Chancellor Kaya Henderson and D.C. Mayor Vincent Gray announced a five-year strategic plan, titled "A Capital Commitment," which is an aggressive effort to rebuild the public schools system, during a press conference at the John A. Wilson Building in Northwest on Wed., April 18.

"This is the last year of the five-year plan that my predecessor [Michelle Rhee] put into place a few years ago," said Henderson, 40.

"We want to build on those achievements that have taken place such as hiring staff for schools, paying people on time, and making sure that students have textbooks. We want to move more aggressively and urgently to promises that we made to our stakeholders that our students will be better educated."

The plan will help guide spending and programming decisions through 2017 and some of the goals include: increasing District-wide math and reading proficiency to 70 percent while doubling the number of students who score at advanced levels of proficiency; improving the proficiency rates for the 40 lowest performing schools by 40 percentage points; increasing high school graduation rates from 53 to 75 percent; ensuring that 90 percent of students like the schools they attend; and increase overall District of Columbia Public School (DCPS) attendance.

Gray, 69, backs Henderson fully.

"As I said in the State of the District Address in February, every child in every neighborhood in our city deserves the opportunity to gain a first-rate public education," he said. "This plan will move us into the District's next phase of school reform, building on our recent successes and capitalizing on the dramatic population and economic growth our city has seen in recent years."

One way to reach the goals of the plan is to extend the school day and school year.

"We have found that school ending at 3 p.m. does not work for anyone," Gray said. "By having an extended school day, we can have after-school programs that can help our students academically."

On the matter of year-round school, he said that the late August to June time frame is "an agrarian concept" that is outdated.

"We need to rethink these truisms," he said.

Matilda Carter, a parent with school-aged children, agrees.

"I am for a longer school year 100 percent," Carter, 46, said. "We need longer school days because so many of our youth are latchkey children [because] they have nobody to go home to after school. A longer school day would reduce crime and keep them involved at least until 6 p.m. when the parents come home."

One aspect that is undefined in Henderson's plan is the closing of some schools.

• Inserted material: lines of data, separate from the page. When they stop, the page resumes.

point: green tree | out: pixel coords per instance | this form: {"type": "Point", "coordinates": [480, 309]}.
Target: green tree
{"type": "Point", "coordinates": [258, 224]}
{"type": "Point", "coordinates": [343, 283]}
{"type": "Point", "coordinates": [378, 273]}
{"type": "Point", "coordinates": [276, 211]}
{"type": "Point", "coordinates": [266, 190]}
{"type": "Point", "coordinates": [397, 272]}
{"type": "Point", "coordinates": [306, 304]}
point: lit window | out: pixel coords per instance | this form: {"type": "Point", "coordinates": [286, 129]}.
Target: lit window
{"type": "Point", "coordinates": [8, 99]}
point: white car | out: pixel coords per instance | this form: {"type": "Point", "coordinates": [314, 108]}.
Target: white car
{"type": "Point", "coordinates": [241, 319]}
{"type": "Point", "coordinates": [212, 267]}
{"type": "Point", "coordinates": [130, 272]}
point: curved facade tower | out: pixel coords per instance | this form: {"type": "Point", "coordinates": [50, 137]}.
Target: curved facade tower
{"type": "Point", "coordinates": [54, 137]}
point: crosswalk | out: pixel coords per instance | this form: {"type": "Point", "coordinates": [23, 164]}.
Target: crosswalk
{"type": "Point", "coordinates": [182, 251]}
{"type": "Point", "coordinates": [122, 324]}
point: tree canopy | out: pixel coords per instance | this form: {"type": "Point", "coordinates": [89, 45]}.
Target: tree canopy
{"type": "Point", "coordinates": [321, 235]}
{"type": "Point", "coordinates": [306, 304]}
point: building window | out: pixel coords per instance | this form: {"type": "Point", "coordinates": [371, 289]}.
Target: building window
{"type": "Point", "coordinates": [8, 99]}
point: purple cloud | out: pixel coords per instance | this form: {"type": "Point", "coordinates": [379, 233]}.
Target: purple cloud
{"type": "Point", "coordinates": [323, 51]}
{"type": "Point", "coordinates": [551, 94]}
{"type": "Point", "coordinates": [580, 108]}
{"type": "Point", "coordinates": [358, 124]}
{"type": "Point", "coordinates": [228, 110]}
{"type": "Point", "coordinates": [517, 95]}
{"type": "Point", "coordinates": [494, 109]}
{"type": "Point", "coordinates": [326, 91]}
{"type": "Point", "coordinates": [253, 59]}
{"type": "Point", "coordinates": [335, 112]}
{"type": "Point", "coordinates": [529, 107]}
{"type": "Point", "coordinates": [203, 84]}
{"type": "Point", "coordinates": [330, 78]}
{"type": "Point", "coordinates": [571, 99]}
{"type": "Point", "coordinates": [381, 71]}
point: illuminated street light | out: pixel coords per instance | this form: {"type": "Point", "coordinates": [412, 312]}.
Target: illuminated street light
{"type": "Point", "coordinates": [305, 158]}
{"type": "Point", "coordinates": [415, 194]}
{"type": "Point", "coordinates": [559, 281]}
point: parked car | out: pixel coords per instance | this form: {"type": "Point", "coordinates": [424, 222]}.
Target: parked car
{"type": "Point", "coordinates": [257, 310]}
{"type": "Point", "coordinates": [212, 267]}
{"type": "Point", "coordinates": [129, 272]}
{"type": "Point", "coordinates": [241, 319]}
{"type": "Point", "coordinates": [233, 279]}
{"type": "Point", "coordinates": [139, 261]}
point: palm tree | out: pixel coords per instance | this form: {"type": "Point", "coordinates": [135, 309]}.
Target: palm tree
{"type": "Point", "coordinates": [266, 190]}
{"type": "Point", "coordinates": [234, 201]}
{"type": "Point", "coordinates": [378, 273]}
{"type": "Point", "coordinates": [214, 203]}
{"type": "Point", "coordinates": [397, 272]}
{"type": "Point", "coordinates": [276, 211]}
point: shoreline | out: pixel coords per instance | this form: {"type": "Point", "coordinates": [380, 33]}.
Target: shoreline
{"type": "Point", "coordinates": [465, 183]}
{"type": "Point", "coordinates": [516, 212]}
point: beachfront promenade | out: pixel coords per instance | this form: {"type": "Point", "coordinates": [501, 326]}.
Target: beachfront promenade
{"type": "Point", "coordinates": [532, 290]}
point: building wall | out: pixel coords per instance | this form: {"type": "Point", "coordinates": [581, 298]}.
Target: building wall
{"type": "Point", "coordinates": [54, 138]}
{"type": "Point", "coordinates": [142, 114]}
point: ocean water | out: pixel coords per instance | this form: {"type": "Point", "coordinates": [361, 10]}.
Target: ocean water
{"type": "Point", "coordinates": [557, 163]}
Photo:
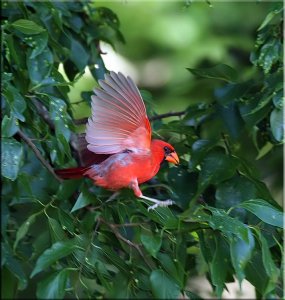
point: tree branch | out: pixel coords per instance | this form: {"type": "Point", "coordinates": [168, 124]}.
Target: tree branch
{"type": "Point", "coordinates": [114, 229]}
{"type": "Point", "coordinates": [83, 121]}
{"type": "Point", "coordinates": [38, 154]}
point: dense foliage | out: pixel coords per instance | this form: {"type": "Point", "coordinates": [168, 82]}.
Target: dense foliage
{"type": "Point", "coordinates": [64, 239]}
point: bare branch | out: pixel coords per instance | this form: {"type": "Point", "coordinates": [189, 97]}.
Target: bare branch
{"type": "Point", "coordinates": [167, 115]}
{"type": "Point", "coordinates": [114, 229]}
{"type": "Point", "coordinates": [38, 154]}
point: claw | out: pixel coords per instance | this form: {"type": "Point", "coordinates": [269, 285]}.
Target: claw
{"type": "Point", "coordinates": [157, 203]}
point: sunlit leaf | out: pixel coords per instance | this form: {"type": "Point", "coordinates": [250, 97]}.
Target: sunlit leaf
{"type": "Point", "coordinates": [52, 255]}
{"type": "Point", "coordinates": [221, 72]}
{"type": "Point", "coordinates": [277, 124]}
{"type": "Point", "coordinates": [163, 286]}
{"type": "Point", "coordinates": [23, 229]}
{"type": "Point", "coordinates": [264, 211]}
{"type": "Point", "coordinates": [27, 26]}
{"type": "Point", "coordinates": [241, 252]}
{"type": "Point", "coordinates": [11, 158]}
{"type": "Point", "coordinates": [151, 242]}
{"type": "Point", "coordinates": [53, 287]}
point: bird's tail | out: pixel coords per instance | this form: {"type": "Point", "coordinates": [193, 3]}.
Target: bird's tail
{"type": "Point", "coordinates": [71, 173]}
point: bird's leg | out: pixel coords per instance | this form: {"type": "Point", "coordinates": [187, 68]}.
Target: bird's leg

The chancellor said that part of the plan will be addressed in the near future.

Henderson said that parental involvement and making sure that high school students will be ready for standardized tests for higher education will be priorities.

"We have to engage parents differently," she said. "When parents are involved, children do better and so do the schools."

Henderson said that she's working on a pilot program to have a firm that prepares suburban students for college admission standardized tests work with District students.

Washington Teachers' Union president Nathan Saunders said that the plan is headed in the right direction but needs to go farther.

"To improve the quality of education of all students, it is imperative for schools to spend more time on tasks and less time on testing," he said.

"We must acknowledge that education not only happens in classrooms, but also in our homes and communities, making it essential to secure and maintain the support of teachers, parents and students as the plan is implemented over the next five years."

Carter, a resident of Kingman Park in Ward 7, said that Henderson is on the right track.

"Our children must be able to compete in a global market," Carter said. "It takes a village to raise one child and parents and teachers have to work together to ensure a quality education for all of our children in the District of Columbia."